The housing market held steady as the summer months drew to a close. No major changes were reported in new housing permits, starts, completions or builder confidence. New and existing home sales remained relatively strong despite fears that rising interest rates might curb market momentum.
Housing Starts, Completions & Permits
Housing starts rose less than one percentage point to a seasonally adjusted annual rate of 891,000 units in August. Single-family starts accounted for 628,000 units; multi-family starts accounted for the remaining 252,200. Compared to the 749,000 starts of one year ago, nationwide housing starts are up 19 percent. Still, starts remain a far cry from the 1.5 million annually that experts consider healthy.
Housing completions and housing permits also held relatively steady. Completions increased just slightly from 767,000 in July to 769,000 in August. Preliminary numbers put housing permits at 918,000, hovering in the low 900s.
Builder confidence held steady after four months of steady improvement. According to National Association of Home Builders Chief Economist David Crowe, a rise in mortgage interest rates combined with increasing labor costs, tight credit markets and fewer development-ready lots worked together to stall builder confidence. Nevertheless, a confidence rating above 50 indicates builders consider current conditions good for sales.
New single-family home sales improved from 390,000 to 421,000, though they remain below numbers seen throughout most of the first half of the year. Economists consider annual new home sales of 700,000 indicative of a healthy market.
Following a strong three months of over 5 million in sales, the market for existing home sales reached its highest point yet this year at 5.48 million. Analysts attributed the jump in home sales to buyers who want to lock in low mortgage interest rates that have been on the rise throughout much of the summer.
New and existing home inventory remained tight at 5.0 and 4.9 months, respectively. Both figures remain below the six-month supply considered balanced between supply and demand.

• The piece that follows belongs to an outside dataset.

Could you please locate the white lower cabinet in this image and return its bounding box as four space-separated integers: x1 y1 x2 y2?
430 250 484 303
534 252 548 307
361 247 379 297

Home prices as recorded by the S&P/Case Shiller Home Price Index rose at very modest rates. From June to July, the 10-city and 20-city composites increased by 1.9 percent and 1.8 percent, respectively. July marked the fourth consecutive month of gains for each of the 20 cities. Between August 2012 and July 2013, home prices rose 12.3 percent in the 10-city composite and 12.4 percent in the 20-city composite.
David M. Blitzer, Chairman of the S&P Dow Jones Indices Index Committee, noted that despite the month-to-month increases, the rates of the gains have declined. “More cities are experiencing slow gains each month than the previous month, suggesting that the rate of increase may have peaked.”
New home prices have fallen each month since the record-setting rises in home prices seen in April. The median price of a new home was $254,600 in August as reported by to the Census Bureau.
Data from the National Association of Realtors also indicated the median price of an existing home fell for the second consecutive month to $212,100. Prices of existing homes had risen steadily since March before reaching their highest levels yet this year in June.
The recent rise in home prices has given way to talk of another bubble, yet according to experts like Robert J. Shiller, this is not yet the case. In the 16 months that ended in July, the 10-city composite of the S&P/Case Shiller Home Price Index showed home prices were up 18.4 percent. Prior to the housing bubble and 2008 financial crisis that followed, home prices increased by 22.7 percent in the 16 months that ended in July 2004.
Cause for concern? Not quite yet. In the short-term, consumers expect home prices will continue to increase. Long-term expectations, however, are fairly reasonable. In addition, buyers purchasing homes as rental properties are on the rise. Demand for rental housing is not likely to sustain high prices.
Mortgage rates experienced a slight but steady decline throughout September. The 4.49% rate for a 30-year fixed mortgage reported during the last full week of September is the lowest rate since June.
While rates above 4% do look high compared to the record-low 3.31% seen in November 2012 and the 3% range of rates available throughout most of May, current interest rates remain low compared to levels seen in the past.
Accordingly, most analysts do not anticipate increases will have a negative impact on the housing recovery. As Shiller noted in his aforementioned piece, interest rates considered low near the height of the2004 housing bubble were just over 6 percent for a 30-year mortgage.
It remains to be seen if potential buyers, discouraged by limited supply and rising interest rates over the summer, will return to the market as the buying season slows over the fall and winter months.